I can still see the two of them riding in a red pickup truck, wide panama hat brims bouncing, his father the county sheriff and mine the mayor. They could smell out a case of voting fraud like a couple of bird dogs, and when elections drew near they poised themselves for action. Both were successful in ways their children never thought possible.

His father died when my friend was starting his political career, and for a year or so he floundered, trying to find someone to take his place. Finally, in his early races for the state legislature, it was my father who filled in as political adviser. I remember the two of them sitting for hours discussing the county town by town, making predictions on how Smead or Eagle Mills would go. My father was usually right.

That's not quite true. As we saw him then, he was always right. He was The Big Man. What he said went. So it was a privilege for me to be included now and then on their agenda, a tagalong during the weeks before the vote. We regularly called the leaders of Ward 3B and checked the Cullendale boxes to make sure nobody was voting more than once.

On election night the whole town gathered in front of the newspaper office to watch the tabulations posted on a board. Our state primary was in July, which meant the air was thick and breezeless. Hot elections seemed even hotter in the sultry night.

Since there were no voting machines, and certainly no computerized results, it was possible for us to be there until long after 12 o'clock. We had radios at home, but they were distant and impersonal. The ritual called for us to congregate in the center of town and study the figures together. Despite the crowds and the milling around, it always came down to my father, the candidate, and me.

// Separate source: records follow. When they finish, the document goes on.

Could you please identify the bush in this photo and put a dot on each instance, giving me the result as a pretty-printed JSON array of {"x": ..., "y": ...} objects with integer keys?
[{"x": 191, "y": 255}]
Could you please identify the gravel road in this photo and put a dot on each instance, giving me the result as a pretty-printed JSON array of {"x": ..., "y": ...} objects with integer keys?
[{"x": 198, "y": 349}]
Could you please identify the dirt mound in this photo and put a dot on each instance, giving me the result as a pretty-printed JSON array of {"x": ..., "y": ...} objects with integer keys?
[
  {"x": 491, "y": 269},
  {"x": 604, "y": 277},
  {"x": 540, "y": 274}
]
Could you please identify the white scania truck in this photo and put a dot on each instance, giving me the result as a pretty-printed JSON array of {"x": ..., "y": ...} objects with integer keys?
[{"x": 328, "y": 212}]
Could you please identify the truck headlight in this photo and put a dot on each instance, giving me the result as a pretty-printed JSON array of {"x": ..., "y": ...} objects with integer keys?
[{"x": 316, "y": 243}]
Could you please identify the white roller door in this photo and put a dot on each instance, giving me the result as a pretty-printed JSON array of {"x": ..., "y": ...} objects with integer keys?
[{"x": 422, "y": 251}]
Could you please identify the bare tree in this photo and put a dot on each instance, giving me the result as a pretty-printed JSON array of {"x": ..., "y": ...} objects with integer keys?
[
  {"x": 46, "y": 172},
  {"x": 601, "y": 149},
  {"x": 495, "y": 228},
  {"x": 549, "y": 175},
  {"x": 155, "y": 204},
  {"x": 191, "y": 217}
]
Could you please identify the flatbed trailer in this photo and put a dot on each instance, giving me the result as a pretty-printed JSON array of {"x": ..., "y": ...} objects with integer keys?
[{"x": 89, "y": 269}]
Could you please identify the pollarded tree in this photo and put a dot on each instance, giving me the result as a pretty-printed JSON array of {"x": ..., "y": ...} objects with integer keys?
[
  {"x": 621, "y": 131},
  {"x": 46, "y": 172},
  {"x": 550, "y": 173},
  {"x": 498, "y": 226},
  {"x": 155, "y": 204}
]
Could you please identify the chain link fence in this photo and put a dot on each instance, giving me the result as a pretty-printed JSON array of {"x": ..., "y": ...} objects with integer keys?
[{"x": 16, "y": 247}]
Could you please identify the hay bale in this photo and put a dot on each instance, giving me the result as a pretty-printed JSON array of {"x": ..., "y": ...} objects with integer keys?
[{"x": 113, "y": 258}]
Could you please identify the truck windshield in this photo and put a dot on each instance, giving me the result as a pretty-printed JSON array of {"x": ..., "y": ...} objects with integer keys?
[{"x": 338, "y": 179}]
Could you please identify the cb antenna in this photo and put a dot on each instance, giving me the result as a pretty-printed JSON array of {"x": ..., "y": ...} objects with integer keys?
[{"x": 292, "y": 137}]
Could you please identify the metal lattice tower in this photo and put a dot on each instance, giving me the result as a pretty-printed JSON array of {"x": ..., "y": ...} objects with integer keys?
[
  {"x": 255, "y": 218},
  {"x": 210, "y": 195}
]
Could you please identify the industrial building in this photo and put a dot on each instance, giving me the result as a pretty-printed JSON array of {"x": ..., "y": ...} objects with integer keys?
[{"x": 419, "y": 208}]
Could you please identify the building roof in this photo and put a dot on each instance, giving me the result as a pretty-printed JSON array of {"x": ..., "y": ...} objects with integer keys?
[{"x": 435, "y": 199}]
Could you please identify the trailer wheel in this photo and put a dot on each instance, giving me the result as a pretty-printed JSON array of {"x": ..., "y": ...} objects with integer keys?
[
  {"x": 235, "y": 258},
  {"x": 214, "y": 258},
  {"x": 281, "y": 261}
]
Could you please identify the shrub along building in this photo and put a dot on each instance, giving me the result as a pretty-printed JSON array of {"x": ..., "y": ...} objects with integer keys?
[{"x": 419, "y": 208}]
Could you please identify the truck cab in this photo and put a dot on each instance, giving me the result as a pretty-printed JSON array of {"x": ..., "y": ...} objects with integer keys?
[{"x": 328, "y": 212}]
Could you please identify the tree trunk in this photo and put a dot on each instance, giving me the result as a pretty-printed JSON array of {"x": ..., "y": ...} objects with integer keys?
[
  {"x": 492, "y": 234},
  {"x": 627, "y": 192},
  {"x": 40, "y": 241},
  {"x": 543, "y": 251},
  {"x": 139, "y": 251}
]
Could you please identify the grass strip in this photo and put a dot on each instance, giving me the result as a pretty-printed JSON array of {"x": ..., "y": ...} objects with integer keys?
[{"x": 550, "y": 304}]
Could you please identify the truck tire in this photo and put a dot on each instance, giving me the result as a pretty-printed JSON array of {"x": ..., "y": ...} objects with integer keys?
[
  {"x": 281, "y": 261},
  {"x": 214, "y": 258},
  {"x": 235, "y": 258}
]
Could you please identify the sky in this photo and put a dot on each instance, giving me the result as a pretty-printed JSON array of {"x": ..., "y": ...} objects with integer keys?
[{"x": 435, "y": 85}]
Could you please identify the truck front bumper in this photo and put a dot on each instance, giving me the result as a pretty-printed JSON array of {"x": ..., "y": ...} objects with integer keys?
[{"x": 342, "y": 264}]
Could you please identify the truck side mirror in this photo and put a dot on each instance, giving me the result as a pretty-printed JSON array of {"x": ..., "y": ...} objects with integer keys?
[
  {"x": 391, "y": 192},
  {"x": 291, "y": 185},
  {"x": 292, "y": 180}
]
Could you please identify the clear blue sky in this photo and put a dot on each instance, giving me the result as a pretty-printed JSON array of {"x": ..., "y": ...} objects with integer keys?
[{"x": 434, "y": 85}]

Then, somewhere in the midst of all our growing up, my father died and left us politically on our own. I recall the first big election after his death. It was in 1964, and my friend was running for his third term in the legislature. We had worked hard on his campaign. I rushed downtown to wait for the tallies to go up. Only a few of us bothered to make the trip. By 1964, the crowds were staying at home to watch television. I stood in the street feeling a rudderless uncertainty, a sense that things might never again turn out the way they should.

Things have generally turned out all right, the last election included. Still, I sometimes wonder why I'm here. Maybe staying with my friend has something to do with those hot election nights. Maybe I'm making sure that even if this election doesn't go right for us, there is still something solid that survives. Something like a lasting friendship.

Which brings me back to tenure, an academic topic I no longer think about, even after another election when the ethereal nature of my job seems especially clear. I just looked up the meaning of the word. I knew that tenure comes from the Latin tenere, meaning to hold, but I wanted to see if the definition included a guarantee that whatever is held is held forever. My dictionary fails to mention permanence, so I feel better about giving up a safe academic job for a risky political one. Nothing lasts forever.